Even 150 years after her birth, Curie is rightfully famous for her achievements. She is likely the most famous female scientist in history.

But despite the best efforts of Curie herself and thousands upon thousands of women who have tried to follow in her footsteps, science still treats men and women differently. The Nobel Prizes in science this year went to nine men, and last year to seven men—the last woman to be recognized was Youyou Tu in 2015, for her work on drugs to fight malaria. Since their institution, the three science Nobels have recognized just 17 women.

Many modern women in science would recognize Marie Curie's situation at this meeting more than a century ago. Couprie/Hulton Archive/Getty Images

And that discrepancy goes much deeper than these most prestigious prizes, pervading the entire institution of science. By the age of six, girls have already been trained to believe they can't be brilliant. Male college students think their female compatriots in biology courses know less. Women in the U.S. still earn fewer science and engineering doctoral degrees than men.

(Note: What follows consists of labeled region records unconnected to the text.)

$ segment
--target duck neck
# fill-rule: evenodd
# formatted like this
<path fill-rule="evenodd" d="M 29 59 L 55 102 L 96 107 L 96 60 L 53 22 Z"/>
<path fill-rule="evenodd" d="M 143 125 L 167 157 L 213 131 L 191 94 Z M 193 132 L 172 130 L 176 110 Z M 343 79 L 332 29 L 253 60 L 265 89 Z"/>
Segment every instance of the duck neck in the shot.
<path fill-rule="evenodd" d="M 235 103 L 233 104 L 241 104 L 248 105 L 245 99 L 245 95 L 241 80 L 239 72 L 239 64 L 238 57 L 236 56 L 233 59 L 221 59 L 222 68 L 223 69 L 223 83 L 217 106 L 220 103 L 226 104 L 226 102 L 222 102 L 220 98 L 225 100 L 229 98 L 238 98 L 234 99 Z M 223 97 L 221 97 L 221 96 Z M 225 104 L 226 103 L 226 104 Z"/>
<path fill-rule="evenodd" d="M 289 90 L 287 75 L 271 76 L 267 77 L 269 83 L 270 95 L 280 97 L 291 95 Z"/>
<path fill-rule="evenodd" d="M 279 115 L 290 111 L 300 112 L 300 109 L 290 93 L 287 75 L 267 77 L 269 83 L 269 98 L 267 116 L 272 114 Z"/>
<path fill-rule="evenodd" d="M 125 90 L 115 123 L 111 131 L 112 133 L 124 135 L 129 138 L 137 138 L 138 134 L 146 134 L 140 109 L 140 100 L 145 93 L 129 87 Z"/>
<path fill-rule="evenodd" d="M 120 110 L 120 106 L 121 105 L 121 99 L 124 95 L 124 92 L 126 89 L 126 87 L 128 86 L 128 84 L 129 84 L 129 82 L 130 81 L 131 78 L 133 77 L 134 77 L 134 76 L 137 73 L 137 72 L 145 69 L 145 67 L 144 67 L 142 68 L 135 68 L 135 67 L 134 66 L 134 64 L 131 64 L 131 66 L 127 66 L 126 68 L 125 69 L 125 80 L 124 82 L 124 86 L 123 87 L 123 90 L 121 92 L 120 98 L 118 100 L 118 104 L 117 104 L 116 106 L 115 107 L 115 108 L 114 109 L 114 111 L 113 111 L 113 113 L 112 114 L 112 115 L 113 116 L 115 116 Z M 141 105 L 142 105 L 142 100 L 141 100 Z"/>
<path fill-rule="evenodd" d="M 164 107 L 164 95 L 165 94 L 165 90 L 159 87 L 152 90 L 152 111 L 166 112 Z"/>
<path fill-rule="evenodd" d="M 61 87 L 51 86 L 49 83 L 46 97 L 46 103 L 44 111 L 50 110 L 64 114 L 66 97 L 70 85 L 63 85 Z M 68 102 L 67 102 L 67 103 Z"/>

Once they've made it in the field, women still aren't treated equally. Only one in five full science professors is female. Male-dominated panels are so common at academic conferences and public outreach events that the internet has nicknamed them "manels" and begun shaming them on social media. Papers written by female scientists are cited less frequently and professional recommendation letters are full of gender-biased language.

Not all of the ways women are pushed out of the sciences are casually insidious, either. Female medical residents and researchers in the field regularly face sexual harassment and assault.

And when women speak up about how they're treated, men tend to reject the evidence.

It's why on the 150th anniversary of Marie Curie's birth, we still have to talk about how no one knows about her modern equivalent.